Guest Blog: Desperately Seeking the British GovernmentDate: 23 August 2010
Um, excuse me? British Government? Where are you and why aren’t you coming to more Fringe shows? You might think that the Fringe is all drama freaks drinking excessive amounts of whisky, but amidst the drunken haze, there are some extremely important policy developments going on. I know it’s tempting to just stay home and watch TV - those gardening shows are admittedly addictive - but the answer to all of the world's political problems are at the Fringe and, as your temporary American constituent with no voting power, I’m outraged that you aren’t taking us seriously!!
Alex Salmond, the First Minister of Scotland, apparently has a “heavily committed diary” and Ed Vaizey, the UK Culture Minister, might be missing the biggest cultural event in his own country!
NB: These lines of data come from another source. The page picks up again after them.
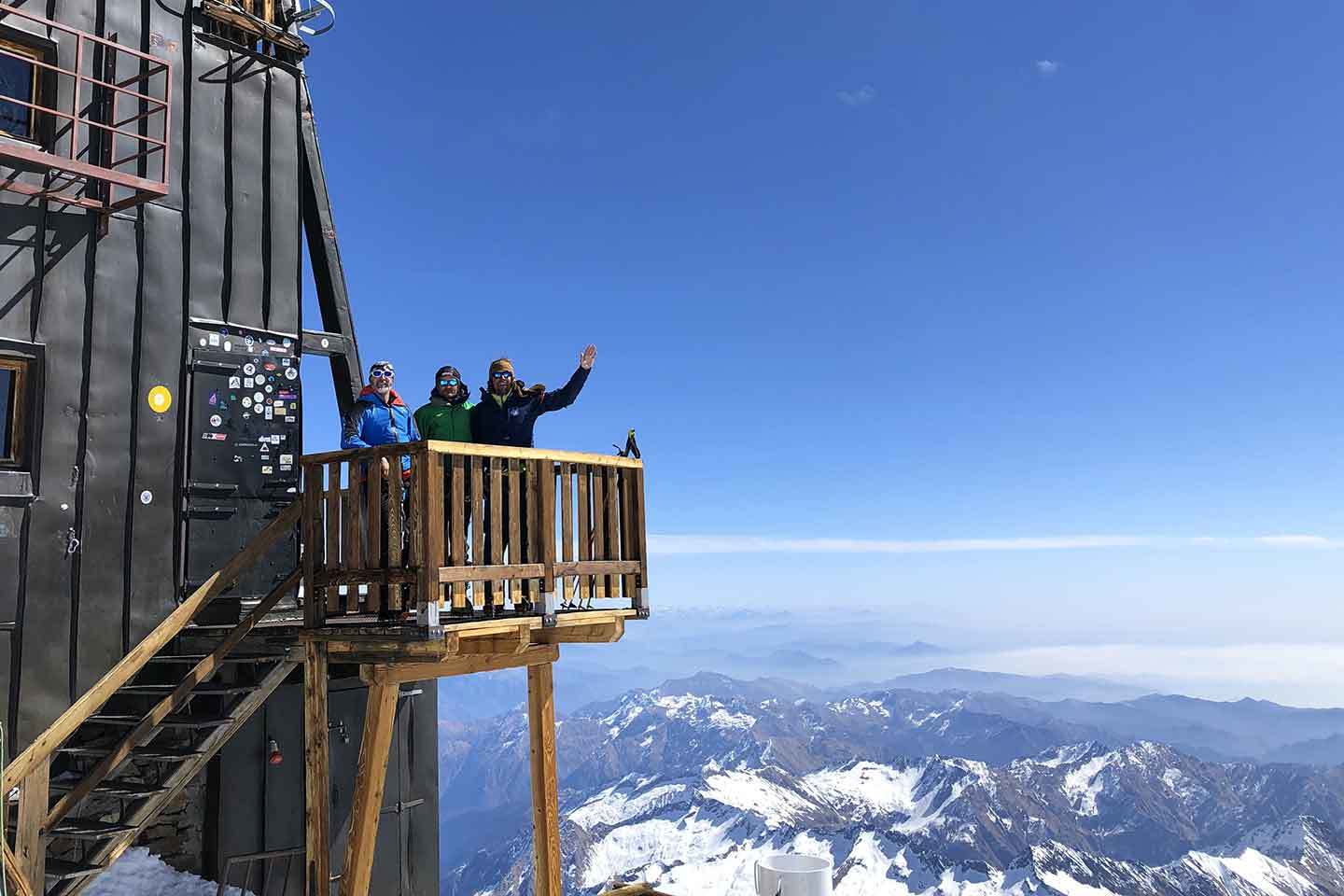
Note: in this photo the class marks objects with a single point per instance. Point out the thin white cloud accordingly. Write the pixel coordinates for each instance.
(772, 544)
(861, 97)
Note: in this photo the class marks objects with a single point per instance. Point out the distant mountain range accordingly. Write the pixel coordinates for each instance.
(956, 792)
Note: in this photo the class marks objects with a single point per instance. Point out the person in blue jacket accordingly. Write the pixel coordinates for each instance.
(379, 416)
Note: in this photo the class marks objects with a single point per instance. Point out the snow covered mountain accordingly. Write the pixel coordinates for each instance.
(687, 786)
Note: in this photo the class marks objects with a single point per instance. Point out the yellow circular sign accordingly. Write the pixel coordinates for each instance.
(161, 399)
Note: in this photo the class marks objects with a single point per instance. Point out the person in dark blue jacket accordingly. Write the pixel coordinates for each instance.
(506, 415)
(509, 409)
(379, 416)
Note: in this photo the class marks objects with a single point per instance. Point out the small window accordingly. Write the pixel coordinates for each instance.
(18, 81)
(14, 404)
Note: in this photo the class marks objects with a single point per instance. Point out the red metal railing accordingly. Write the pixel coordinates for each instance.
(78, 179)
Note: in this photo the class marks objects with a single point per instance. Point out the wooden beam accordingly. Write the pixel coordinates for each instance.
(131, 665)
(546, 804)
(219, 12)
(515, 641)
(12, 874)
(371, 575)
(324, 259)
(397, 673)
(370, 778)
(470, 449)
(599, 633)
(597, 567)
(28, 841)
(317, 840)
(487, 572)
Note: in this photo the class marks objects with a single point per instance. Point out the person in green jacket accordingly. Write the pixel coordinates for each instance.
(448, 416)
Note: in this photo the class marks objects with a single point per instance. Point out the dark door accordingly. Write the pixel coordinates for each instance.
(245, 442)
(347, 715)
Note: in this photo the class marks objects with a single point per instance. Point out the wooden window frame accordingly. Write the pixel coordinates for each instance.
(36, 54)
(15, 455)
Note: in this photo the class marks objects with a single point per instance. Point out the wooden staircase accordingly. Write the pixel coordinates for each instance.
(106, 768)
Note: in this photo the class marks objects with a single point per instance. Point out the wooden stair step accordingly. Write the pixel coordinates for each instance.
(151, 752)
(62, 869)
(204, 690)
(234, 657)
(89, 829)
(176, 721)
(113, 788)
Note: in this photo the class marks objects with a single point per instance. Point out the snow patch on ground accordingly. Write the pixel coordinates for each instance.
(620, 804)
(858, 706)
(141, 874)
(1084, 783)
(1253, 869)
(735, 721)
(744, 791)
(868, 788)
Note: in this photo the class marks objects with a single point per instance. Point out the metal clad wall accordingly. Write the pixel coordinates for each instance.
(206, 196)
(110, 312)
(48, 657)
(152, 589)
(21, 222)
(107, 455)
(93, 562)
(246, 187)
(61, 318)
(283, 222)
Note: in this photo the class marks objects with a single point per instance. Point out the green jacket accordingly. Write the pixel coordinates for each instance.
(445, 422)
Take for example, my very own show, The Israeli-Palestinian Conflict: A Romantic Comedy. The show tracks the Middle East back to a fateful run-in between Israel and Palestine at the Geneva Convention in 1948. What started as a flirty dinner turns into a one-night stand and then decades of relationship drama resulting in the conflict we all know and love (to be frustrated by) today. But the show doesn’t just cite problems, oh no. Our goal is peace. Similar to the Two State Solution, we came up with an answer called: The Two Genital Solution. Now, don’t you think the Quartet’s Special Envoy to the Middle East (the gentleman named Tony “Michael Sheen” Blair), should be investigating the political merits of the undoubtedly effective Two Genital Solution? (He can't come either). If everything else has failed, why can’t large scale boning between Israelis and Palestinians be at least tested as a policy option?
Or, British Government, you could check out the folks at Politically Erect Comedy, where undoubtedly more genital-based solutions are proffered. Becky Donohue’s Bilingual Comedian is effectively resolving all European immigration issues if only some sort of governing body would take notice (I’m looking at you, Parliament).
Or you could see Skinny Bitch Jesus Meeting, a duo that’s bridging the gap between hot skinny girls and religion (something that Margaret Thatcher attempted but clearly never achieved).
Never mind the international peacekeeping stylings of my other scheduled show, The Dirty Immigrant Collective – they’re like the UN General Assembly but without the Oil-For-Food scandal or headsets. Of course you won’t see David Cameron in the Dirty Immigrant audience because he hasn’t responded to my invite yet! I’m a constituent with feelings, Mr. Cameron. Rude!
I’m holding out for Mike Pringle, the only solid “maybe” I got out of the Scottish Parliament. Pringle clearly knows where all the solutions to the world’s problems are – they’re obviously at the Fringe!
Negin co-wrote and is performing in The Israeli-Palestinian Conflict: A Romantic Comedy. She is a Californian-raised Iranian-American, who is now based in New York. Negin holds two master's degrees from Columbia University where she studied public policy and race relations. She was winner of the Lifetime Woman Filmmaker Award for her short film, Hot Bread Kitchen and her solo show, Bootleg Islam, which she wrote and performed, has appeared in multiple comedy festivals around the US, culminating in an off-Broadway run.
The Israeli-Palestinian Conflict: A Romantic Comedy runs at Whistlebinkies, 7-25 August at 17.15.